This table reports the coefficients estimated from model Eq (4). To ease interpretation of the results, the independent variable associated with each coefficient estimate is highlighted in parentheses. Robust standard errors are reported in parentheses.

^†, *, **, and *** denote significance at the one-sided 10%, two-sided 10%, 5%, and 1% levels, respectively.

Another concern one might have with the data is the presence of extreme outliers. For example, in the data there are race times that are more than three standard deviations slower than the mean. It is possible these extreme outliers have an important influence on the estimated lane effects. It also seems plausible that these extreme outliers are unrelated to lane assignments. For example, a runner who sustains an injury during the race may have a much slower race time than the norm.
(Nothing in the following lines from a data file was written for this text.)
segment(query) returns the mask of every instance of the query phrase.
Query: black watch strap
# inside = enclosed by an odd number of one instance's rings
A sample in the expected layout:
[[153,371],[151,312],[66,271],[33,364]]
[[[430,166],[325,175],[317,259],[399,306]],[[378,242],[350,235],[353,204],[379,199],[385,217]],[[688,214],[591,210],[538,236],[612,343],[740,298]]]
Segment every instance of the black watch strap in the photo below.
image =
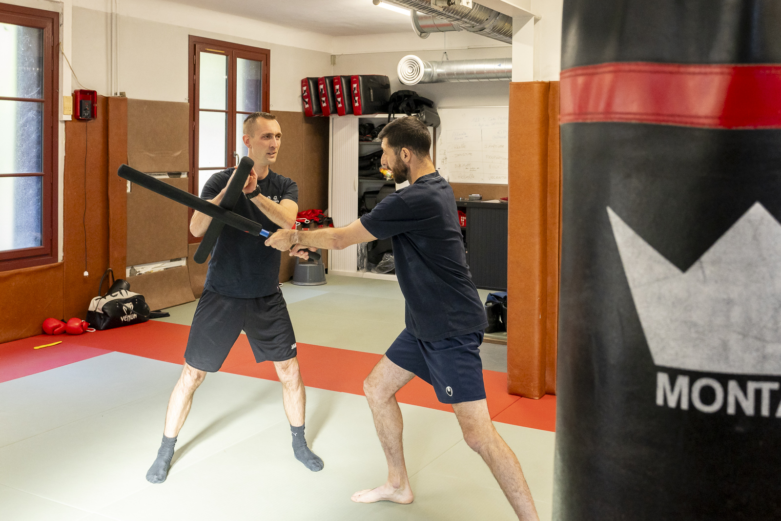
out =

To control for these outliers, I conduct the same analysis where I exclude the slowest 5% of the race times in the Men’s and Women’s race, reported in columns 2 and 4 respectively, and results from the pooled analysis are reported in column 6. Excluding these extreme outliers does not generate a meaningful change in the overall regression results in the 100m. In the pooled data with outliers excluded only lane 9 again has a significant lane effect, being on average 0.0513 seconds faster than lane 2. While this effect should be treated with caution because of the low number of observations, it is also the opposite effect relative to the common narrative pertaining to outside lanes in the 100m.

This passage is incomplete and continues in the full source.